Als Jan Hus seine kirchenkritische Schrift „Über die Kirche“ fertig gestellt hatte, machten sich 300 Schreiber an die Abschrift.

„Es wird allgemein angenommen, dass die Technologie erst den Bedarf geschaffen hat. Tatsächlich war es aber umgekehrt“, sagt Rychterová. Denn bereits die hussitische Reformbewegung hatte gezielt versucht den Informationsfluss zu beschleunigen. Als Jan Hus beispielsweise seine kirchenkritische Schrift „Über die Kirche“ fertig gestellt hatte, machten sich sogleich 300 Schreiber gleichzeitig an die Abschrift. Die Hussiten waren nicht die einzigen: Aus vielen europäischen Ländern sind Manufakturen bekannt, in denen Handschriften wie am Fließband vervielfältigt wurden. Mit der Druckerpresse konnte die Effizienz nun bedeutend gesteigert werden.

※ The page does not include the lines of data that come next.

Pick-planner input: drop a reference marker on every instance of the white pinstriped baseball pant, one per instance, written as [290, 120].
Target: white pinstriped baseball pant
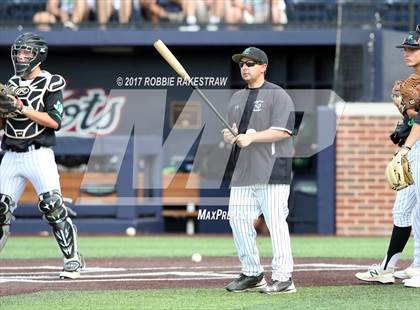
[37, 166]
[406, 210]
[246, 204]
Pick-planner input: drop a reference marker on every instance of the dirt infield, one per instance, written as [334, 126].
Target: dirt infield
[25, 276]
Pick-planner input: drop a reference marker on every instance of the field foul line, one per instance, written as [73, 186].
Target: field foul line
[51, 277]
[110, 280]
[104, 269]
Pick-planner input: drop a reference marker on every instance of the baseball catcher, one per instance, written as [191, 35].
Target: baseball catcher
[406, 95]
[31, 111]
[405, 213]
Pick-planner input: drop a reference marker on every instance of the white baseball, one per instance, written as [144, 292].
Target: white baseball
[130, 231]
[196, 258]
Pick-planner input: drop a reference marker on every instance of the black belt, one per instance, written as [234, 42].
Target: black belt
[31, 147]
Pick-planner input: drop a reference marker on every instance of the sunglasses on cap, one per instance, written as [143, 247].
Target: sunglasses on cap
[249, 63]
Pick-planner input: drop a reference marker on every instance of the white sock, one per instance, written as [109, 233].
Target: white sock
[214, 19]
[392, 262]
[191, 20]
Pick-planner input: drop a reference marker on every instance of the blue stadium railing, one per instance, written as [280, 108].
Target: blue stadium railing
[390, 14]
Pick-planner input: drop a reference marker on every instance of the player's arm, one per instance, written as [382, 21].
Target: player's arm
[282, 123]
[54, 111]
[411, 113]
[412, 137]
[41, 118]
[265, 136]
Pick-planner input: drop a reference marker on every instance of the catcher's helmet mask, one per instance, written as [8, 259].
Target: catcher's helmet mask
[28, 42]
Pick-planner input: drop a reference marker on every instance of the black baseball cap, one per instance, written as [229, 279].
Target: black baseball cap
[412, 40]
[253, 53]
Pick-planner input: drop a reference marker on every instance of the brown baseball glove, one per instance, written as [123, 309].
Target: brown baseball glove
[406, 93]
[10, 106]
[398, 173]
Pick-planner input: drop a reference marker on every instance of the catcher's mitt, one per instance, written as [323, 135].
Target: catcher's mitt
[406, 93]
[402, 130]
[9, 105]
[398, 173]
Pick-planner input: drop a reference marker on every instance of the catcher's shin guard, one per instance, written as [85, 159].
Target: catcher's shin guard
[7, 206]
[55, 213]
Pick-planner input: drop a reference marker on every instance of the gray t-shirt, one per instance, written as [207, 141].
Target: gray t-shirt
[263, 163]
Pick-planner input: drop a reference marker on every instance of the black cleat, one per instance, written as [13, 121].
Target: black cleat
[279, 287]
[244, 283]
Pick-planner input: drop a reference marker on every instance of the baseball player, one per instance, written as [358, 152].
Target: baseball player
[262, 115]
[27, 142]
[406, 211]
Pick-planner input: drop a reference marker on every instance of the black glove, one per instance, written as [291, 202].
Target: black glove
[402, 131]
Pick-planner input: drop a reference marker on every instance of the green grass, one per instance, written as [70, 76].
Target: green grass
[182, 246]
[335, 297]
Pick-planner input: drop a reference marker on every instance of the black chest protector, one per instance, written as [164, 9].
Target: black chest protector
[32, 93]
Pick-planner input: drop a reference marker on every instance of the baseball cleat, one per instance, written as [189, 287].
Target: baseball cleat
[375, 273]
[279, 287]
[407, 273]
[412, 282]
[244, 283]
[72, 267]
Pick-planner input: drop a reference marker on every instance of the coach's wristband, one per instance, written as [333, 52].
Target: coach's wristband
[25, 109]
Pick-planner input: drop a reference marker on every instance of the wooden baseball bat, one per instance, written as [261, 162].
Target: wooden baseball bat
[179, 69]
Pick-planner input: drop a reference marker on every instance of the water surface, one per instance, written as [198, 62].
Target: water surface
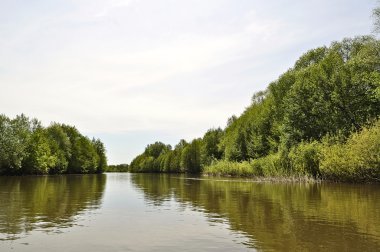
[150, 212]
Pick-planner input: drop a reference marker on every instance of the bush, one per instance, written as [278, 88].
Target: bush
[304, 159]
[356, 160]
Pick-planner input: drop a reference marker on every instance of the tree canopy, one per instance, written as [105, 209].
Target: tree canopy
[26, 147]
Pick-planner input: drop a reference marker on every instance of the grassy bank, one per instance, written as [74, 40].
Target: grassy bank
[355, 159]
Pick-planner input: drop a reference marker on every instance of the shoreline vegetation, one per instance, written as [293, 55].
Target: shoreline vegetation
[28, 148]
[318, 120]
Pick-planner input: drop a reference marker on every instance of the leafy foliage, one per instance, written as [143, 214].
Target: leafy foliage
[331, 92]
[28, 148]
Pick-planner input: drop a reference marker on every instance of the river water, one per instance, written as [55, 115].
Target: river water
[151, 212]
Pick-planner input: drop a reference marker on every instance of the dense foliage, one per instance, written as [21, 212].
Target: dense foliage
[117, 168]
[26, 147]
[330, 93]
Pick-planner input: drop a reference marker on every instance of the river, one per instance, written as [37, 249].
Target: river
[152, 212]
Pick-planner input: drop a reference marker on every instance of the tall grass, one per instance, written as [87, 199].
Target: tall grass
[356, 160]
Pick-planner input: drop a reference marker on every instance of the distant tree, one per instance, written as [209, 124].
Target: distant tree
[101, 152]
[376, 16]
[210, 146]
[190, 157]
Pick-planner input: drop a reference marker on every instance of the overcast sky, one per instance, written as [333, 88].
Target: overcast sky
[135, 71]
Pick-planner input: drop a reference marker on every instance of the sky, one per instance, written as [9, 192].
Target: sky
[132, 72]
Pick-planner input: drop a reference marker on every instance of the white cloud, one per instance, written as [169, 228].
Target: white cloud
[175, 66]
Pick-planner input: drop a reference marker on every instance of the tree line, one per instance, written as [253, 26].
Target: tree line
[305, 123]
[26, 147]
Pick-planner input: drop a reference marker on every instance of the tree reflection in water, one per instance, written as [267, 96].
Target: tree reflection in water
[280, 216]
[46, 203]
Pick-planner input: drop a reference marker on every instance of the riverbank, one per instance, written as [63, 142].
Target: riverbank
[356, 159]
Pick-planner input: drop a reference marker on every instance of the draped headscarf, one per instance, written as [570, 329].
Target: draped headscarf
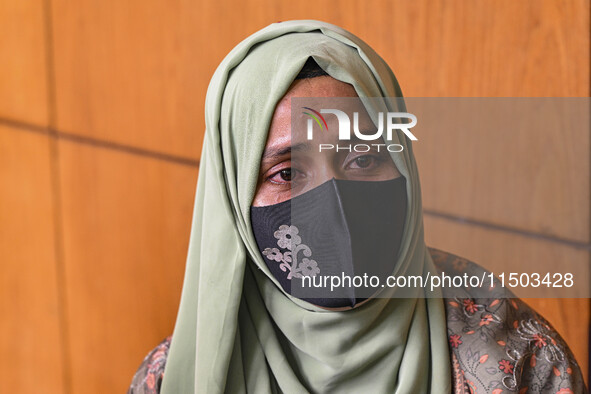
[237, 331]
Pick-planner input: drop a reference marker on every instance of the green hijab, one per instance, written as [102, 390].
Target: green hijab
[237, 331]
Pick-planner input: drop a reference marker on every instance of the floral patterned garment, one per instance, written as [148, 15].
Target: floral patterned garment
[497, 345]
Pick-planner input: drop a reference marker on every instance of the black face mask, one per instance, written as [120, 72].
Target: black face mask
[340, 228]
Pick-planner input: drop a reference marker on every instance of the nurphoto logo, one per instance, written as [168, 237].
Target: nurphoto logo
[392, 122]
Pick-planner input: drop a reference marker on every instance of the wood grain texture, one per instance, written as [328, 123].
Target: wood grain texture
[138, 75]
[515, 253]
[30, 339]
[518, 163]
[126, 230]
[23, 72]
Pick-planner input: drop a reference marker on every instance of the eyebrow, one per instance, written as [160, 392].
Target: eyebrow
[274, 153]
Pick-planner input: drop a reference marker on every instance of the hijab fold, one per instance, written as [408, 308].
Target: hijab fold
[237, 331]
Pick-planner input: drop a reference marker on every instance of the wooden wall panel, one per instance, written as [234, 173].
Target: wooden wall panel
[138, 74]
[512, 162]
[492, 248]
[30, 339]
[23, 72]
[126, 230]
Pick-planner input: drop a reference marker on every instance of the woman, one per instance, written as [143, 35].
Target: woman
[241, 326]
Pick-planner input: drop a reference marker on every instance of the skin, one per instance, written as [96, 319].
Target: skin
[283, 175]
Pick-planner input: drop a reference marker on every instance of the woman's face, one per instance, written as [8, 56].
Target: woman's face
[283, 175]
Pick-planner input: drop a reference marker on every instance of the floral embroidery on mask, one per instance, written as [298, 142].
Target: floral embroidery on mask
[296, 259]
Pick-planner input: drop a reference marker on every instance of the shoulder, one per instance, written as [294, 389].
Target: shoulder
[498, 343]
[148, 378]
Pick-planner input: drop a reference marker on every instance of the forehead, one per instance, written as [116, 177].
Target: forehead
[324, 86]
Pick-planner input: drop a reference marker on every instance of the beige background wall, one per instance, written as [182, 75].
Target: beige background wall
[101, 125]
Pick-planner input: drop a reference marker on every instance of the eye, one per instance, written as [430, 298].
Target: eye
[283, 176]
[363, 162]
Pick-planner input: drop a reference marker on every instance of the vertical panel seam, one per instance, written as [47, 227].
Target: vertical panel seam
[57, 201]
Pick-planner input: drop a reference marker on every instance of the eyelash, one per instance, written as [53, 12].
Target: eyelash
[377, 160]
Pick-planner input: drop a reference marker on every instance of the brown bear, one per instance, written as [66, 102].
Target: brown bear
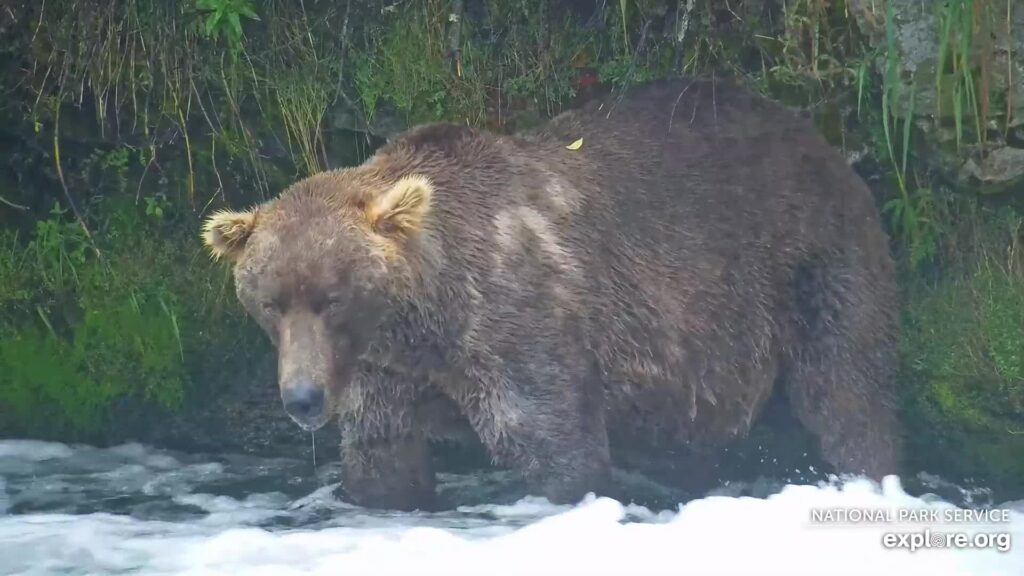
[639, 271]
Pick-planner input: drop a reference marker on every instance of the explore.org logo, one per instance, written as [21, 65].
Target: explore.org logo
[927, 528]
[946, 540]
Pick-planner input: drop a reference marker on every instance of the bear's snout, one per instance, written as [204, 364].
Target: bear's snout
[304, 403]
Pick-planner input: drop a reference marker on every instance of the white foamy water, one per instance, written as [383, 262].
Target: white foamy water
[74, 509]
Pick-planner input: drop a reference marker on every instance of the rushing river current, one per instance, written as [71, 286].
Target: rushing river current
[132, 509]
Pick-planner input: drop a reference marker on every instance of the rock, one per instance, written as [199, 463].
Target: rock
[1000, 166]
[916, 40]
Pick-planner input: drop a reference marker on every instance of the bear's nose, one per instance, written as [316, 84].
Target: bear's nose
[303, 401]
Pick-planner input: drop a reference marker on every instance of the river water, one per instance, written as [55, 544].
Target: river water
[133, 509]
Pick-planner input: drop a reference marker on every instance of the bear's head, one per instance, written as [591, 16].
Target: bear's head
[318, 269]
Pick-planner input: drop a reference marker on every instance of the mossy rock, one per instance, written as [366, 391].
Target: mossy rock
[963, 364]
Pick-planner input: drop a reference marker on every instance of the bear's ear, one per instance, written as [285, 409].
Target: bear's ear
[226, 232]
[401, 209]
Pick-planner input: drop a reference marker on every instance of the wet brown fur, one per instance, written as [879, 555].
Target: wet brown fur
[650, 287]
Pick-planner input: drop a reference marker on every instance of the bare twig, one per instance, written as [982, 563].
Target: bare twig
[455, 36]
[12, 205]
[64, 183]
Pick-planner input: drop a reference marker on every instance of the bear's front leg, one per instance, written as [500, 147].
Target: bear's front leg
[394, 474]
[548, 423]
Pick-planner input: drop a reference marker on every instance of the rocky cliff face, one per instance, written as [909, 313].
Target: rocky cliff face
[951, 58]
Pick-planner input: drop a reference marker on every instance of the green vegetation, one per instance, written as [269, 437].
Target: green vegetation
[123, 125]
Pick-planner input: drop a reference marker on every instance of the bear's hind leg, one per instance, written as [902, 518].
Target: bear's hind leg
[841, 372]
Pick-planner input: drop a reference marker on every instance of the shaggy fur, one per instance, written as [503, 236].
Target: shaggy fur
[649, 287]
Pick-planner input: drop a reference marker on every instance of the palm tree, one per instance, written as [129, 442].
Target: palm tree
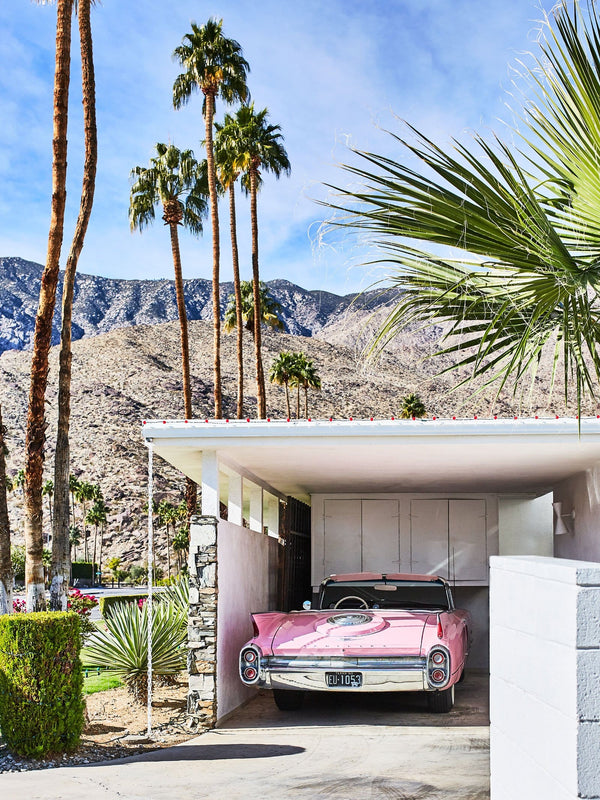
[167, 516]
[181, 544]
[308, 378]
[282, 372]
[96, 516]
[260, 148]
[269, 309]
[177, 182]
[35, 433]
[412, 407]
[526, 277]
[74, 539]
[85, 493]
[48, 491]
[225, 156]
[213, 65]
[6, 570]
[19, 480]
[73, 487]
[61, 549]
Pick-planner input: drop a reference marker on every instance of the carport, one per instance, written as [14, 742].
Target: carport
[392, 495]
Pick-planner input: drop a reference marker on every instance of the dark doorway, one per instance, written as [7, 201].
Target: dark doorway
[295, 585]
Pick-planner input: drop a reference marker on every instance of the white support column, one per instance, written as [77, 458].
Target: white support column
[235, 501]
[256, 508]
[272, 514]
[210, 484]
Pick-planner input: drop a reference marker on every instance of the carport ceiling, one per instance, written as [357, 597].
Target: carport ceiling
[302, 458]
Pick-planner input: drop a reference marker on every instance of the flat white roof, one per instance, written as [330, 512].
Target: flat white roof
[304, 457]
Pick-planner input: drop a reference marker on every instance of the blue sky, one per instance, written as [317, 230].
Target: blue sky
[331, 74]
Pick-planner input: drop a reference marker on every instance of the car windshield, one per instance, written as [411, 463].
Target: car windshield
[414, 595]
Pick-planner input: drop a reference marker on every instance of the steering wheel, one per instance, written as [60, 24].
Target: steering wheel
[350, 598]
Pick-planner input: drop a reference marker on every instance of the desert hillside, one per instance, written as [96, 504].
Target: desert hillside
[133, 373]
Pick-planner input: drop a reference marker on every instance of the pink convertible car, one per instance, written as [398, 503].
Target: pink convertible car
[370, 633]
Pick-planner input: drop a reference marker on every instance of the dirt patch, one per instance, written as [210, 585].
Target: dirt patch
[116, 727]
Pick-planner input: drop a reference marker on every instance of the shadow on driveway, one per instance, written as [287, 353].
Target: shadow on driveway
[396, 709]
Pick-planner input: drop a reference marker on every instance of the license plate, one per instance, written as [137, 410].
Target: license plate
[344, 680]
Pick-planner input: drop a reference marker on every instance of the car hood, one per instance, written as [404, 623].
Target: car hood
[350, 633]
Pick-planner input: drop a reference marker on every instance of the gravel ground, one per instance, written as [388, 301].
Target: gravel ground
[116, 727]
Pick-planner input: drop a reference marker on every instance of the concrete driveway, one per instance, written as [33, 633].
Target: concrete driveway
[338, 747]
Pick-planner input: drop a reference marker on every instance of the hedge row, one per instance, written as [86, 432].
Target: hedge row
[41, 680]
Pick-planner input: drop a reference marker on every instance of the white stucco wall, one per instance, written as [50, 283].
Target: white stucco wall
[545, 667]
[581, 494]
[525, 525]
[247, 582]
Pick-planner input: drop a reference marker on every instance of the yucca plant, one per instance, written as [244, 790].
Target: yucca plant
[123, 645]
[501, 242]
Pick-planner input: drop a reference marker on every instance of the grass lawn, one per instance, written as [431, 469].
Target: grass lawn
[100, 683]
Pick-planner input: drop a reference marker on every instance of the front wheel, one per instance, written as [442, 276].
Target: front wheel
[441, 702]
[288, 699]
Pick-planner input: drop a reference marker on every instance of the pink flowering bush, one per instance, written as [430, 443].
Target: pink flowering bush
[83, 604]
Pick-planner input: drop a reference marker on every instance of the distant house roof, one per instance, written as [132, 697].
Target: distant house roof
[304, 457]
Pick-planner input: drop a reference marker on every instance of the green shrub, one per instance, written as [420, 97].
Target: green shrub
[82, 570]
[108, 602]
[41, 705]
[123, 646]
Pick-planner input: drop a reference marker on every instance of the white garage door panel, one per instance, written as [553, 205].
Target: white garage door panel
[342, 536]
[380, 540]
[467, 528]
[429, 537]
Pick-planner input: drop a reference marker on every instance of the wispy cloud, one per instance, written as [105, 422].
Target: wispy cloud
[332, 74]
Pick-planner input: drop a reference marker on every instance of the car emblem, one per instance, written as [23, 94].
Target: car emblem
[349, 619]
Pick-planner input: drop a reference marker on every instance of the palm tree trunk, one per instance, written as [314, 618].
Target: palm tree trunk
[100, 553]
[85, 537]
[183, 327]
[6, 571]
[260, 378]
[190, 486]
[94, 555]
[237, 288]
[214, 216]
[168, 554]
[36, 423]
[61, 550]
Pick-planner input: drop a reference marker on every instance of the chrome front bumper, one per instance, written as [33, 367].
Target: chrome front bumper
[400, 674]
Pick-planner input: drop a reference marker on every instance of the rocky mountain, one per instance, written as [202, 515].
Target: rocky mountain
[103, 304]
[131, 370]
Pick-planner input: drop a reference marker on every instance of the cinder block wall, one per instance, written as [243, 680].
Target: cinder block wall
[544, 678]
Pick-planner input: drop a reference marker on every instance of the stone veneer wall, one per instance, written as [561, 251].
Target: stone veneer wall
[202, 623]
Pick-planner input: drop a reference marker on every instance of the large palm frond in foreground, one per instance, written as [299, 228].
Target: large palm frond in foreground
[523, 226]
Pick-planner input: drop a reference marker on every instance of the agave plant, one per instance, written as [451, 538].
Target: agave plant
[412, 407]
[123, 645]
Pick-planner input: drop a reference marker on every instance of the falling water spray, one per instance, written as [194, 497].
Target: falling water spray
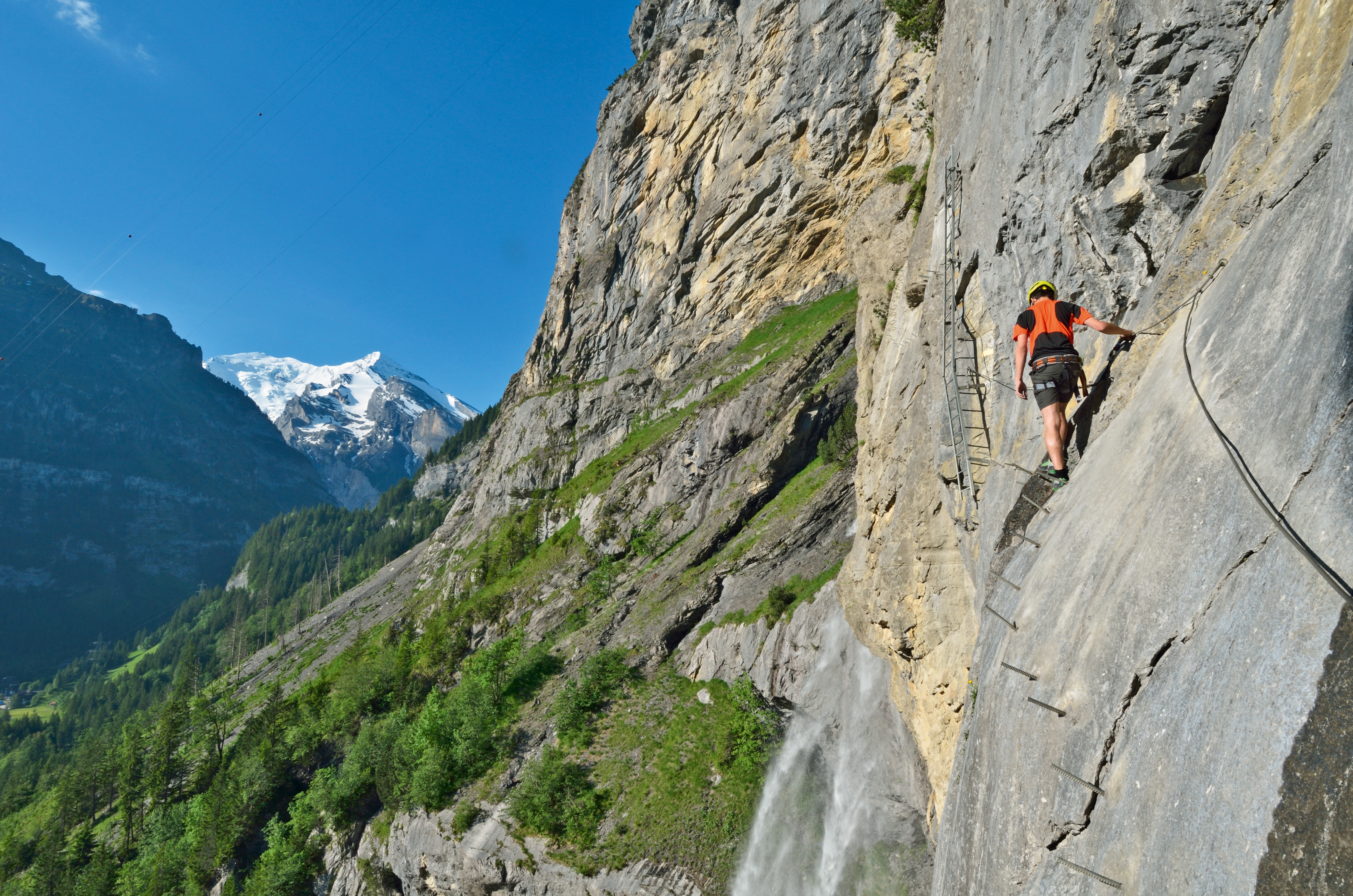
[837, 815]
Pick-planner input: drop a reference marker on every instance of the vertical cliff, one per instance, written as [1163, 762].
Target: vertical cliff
[1125, 152]
[749, 251]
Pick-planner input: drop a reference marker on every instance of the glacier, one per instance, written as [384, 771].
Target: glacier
[365, 424]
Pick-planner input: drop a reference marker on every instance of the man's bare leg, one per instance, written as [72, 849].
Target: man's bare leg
[1056, 430]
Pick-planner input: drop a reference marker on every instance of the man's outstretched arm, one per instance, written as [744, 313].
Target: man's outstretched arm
[1110, 329]
[1021, 355]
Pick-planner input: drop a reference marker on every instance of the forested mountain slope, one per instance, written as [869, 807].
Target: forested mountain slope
[129, 474]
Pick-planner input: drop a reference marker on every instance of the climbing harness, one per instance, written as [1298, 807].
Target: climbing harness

„Was mit dem bewussten Gebrauch der Volkssprachen begonnen wurde, nämlich den gelehrten religiösen Diskurs zu den Laien hin zu öffnen, konnte mit Hilfe des Buchdrucks vollendet werden“, so ÖAW-Historikerin Rychterova: „Der Buchdruck entstand aus einem gesellschaftlichen Bedürfnis heraus.“

An dem nun abgeschlossenen ERC-Projekt von Pavlína Rychterová waren vierzehn Historiker/innen aus Österreich, Tschechien, Ungarn und Polen beteiligt, die in Einzelprojekten die Zeit an der Schwelle zur medialen Revolution des Buchdrucks erforschten. Dabei wurden bisher oft vernachlässigtes historisches Quellenmaterial erschlossen, neue Methoden der Textanalyse formuliert, und gesamteuropäische Forschungsnetzwerke aufgebaut.

 

 

Pavlína Rychterová ist Historikerin am Institut für Mittelalterforschung der ÖAW. Dort leitet sie das Project „Origins of the Vernacular Mode”, für das sie 2010 einen Starting Grant des Europäischen Forschungsrats erhalten hat. Die Heinz Maier-Leibnitz-Preisträgerin studierte Geschichte und Slawistik in Prag und Konstanz, und war APART-Stipendiatin der ÖAW. Rychterová unterrichtete u.a. an den Universitäten Prag, Konstanz, Tübingen, Frankfurt/M und an der Humboldt-Universität zu Berlin. Sie ist Fellow in dem Zentrum für Mittelalterforschung der Tschechischen Akademie der Wissenschaften und wurde 2008 in die heutige Junge Akademie der ÖAW aufgenommen.